The Indian finance minister put it very succinctly while presenting the National Budget for 2005-06: “India is not a poor country. Yet a significant number of our people are poor." Chidambaram’s Budget lays out a broad blue print to combat many of the ills plaguing Asia’s third-largest economy – poor infrastructure, lax tax compliance, poverty, high tariffs and also to boost corporate governance. Given the fact that about 260 million Indians live below the poverty line it is only natural that one of the thrust areas of the Budget was eliminating poverty and to give to every citizen the opportunity to be educated, to learn a skill and to be gainfully employed. Even today, around two-thirds of the population is dependent on agriculture. This is only one reason why funding to build up the country's rural infrastructure was also high on the agenda. The more pressing reason is the sorry state of the country’s urban infrastructure, be it highways, ports or airports. That the budget proposes to do something concrete on this by using a portion of India's foreign exchange reserves, currently about $133 billion, IMF objections notwithstanding, to develop roads, ports, airports and tourism is indeed good. The importance of infrastructure for rapid economic development cannot be overstated, as the minister pointed out.
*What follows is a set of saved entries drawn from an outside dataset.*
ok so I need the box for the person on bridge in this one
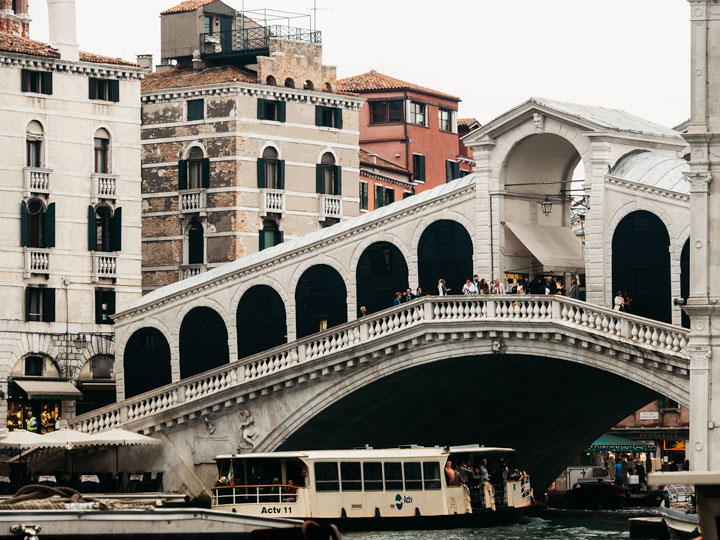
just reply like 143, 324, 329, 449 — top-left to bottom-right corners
614, 290, 626, 311
438, 279, 448, 296
358, 305, 367, 317
393, 292, 402, 306
403, 288, 415, 302
569, 277, 579, 299
416, 287, 425, 297
462, 278, 477, 295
India’s $600-billion economy is targeted to grow 7-8 per cent in 2005-06, compared with 6.9 per cent in 2004-05. As part of the rationalisation of the tax structure, rates will to be restructured, with top rates on personal tax reduced. This is something that will be welcomed by the salaried class. On the whole the budget exercise looks balanced. It is aimed at boosting industrial growth and for this corporate tax rate for domestic firms has been cut to 33 per cent, which has cheered industry and helped push up share prices on the Bombay bourse. The Bombay share index rose 2.19 per cent to a new closing peak of 6,713.86 points post-Budget.
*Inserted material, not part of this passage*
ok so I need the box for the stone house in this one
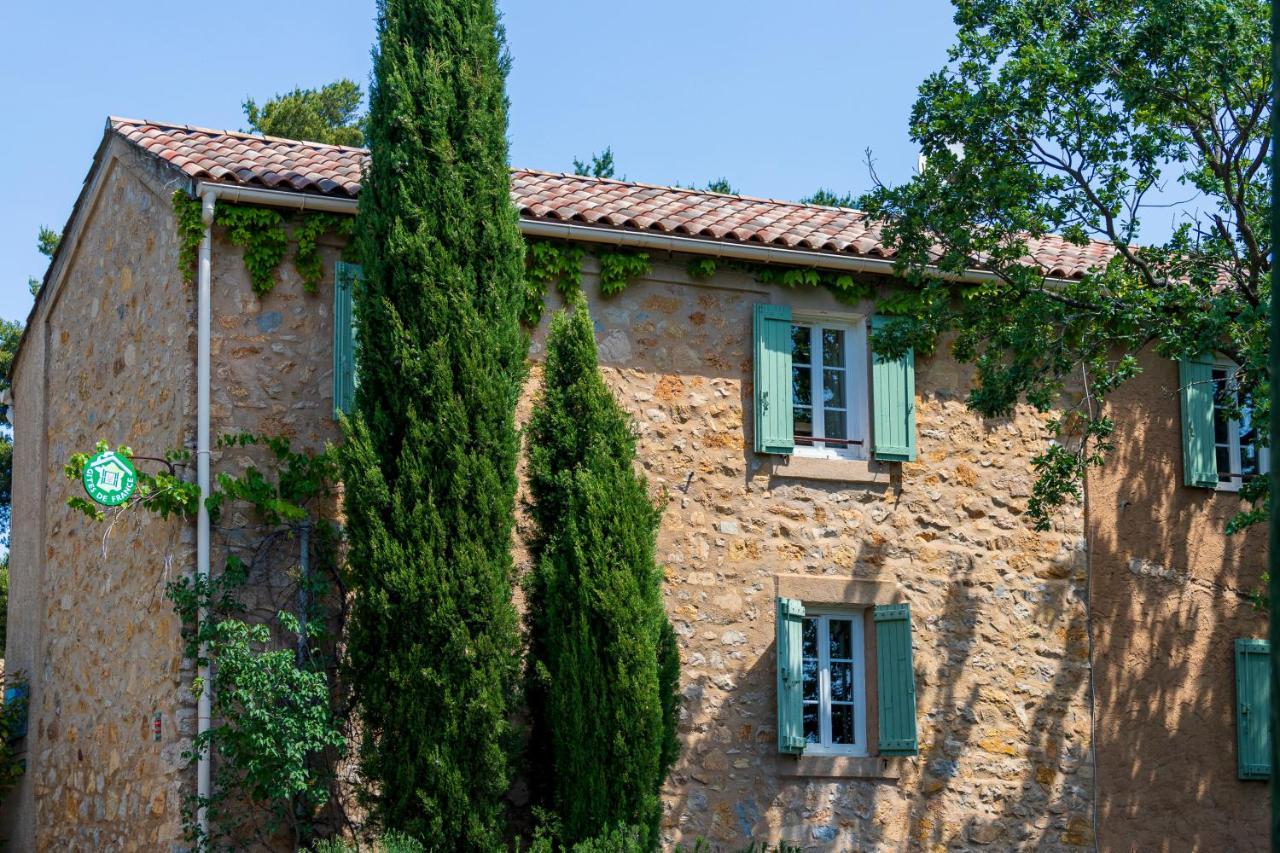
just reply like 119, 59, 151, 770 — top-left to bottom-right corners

Going by the initial reactions of industry captains, the stock market and also the common man it looks the minister has done a pretty good job given the fact expectations were on the higher side. The focus on the poor by the Congress-led coalition supported by Left parties, which was voted into power last May, is only incidental and need not be seen as pandering to the Communists. Hopefully the budget would assist in reducing the numbers of the poor in the country.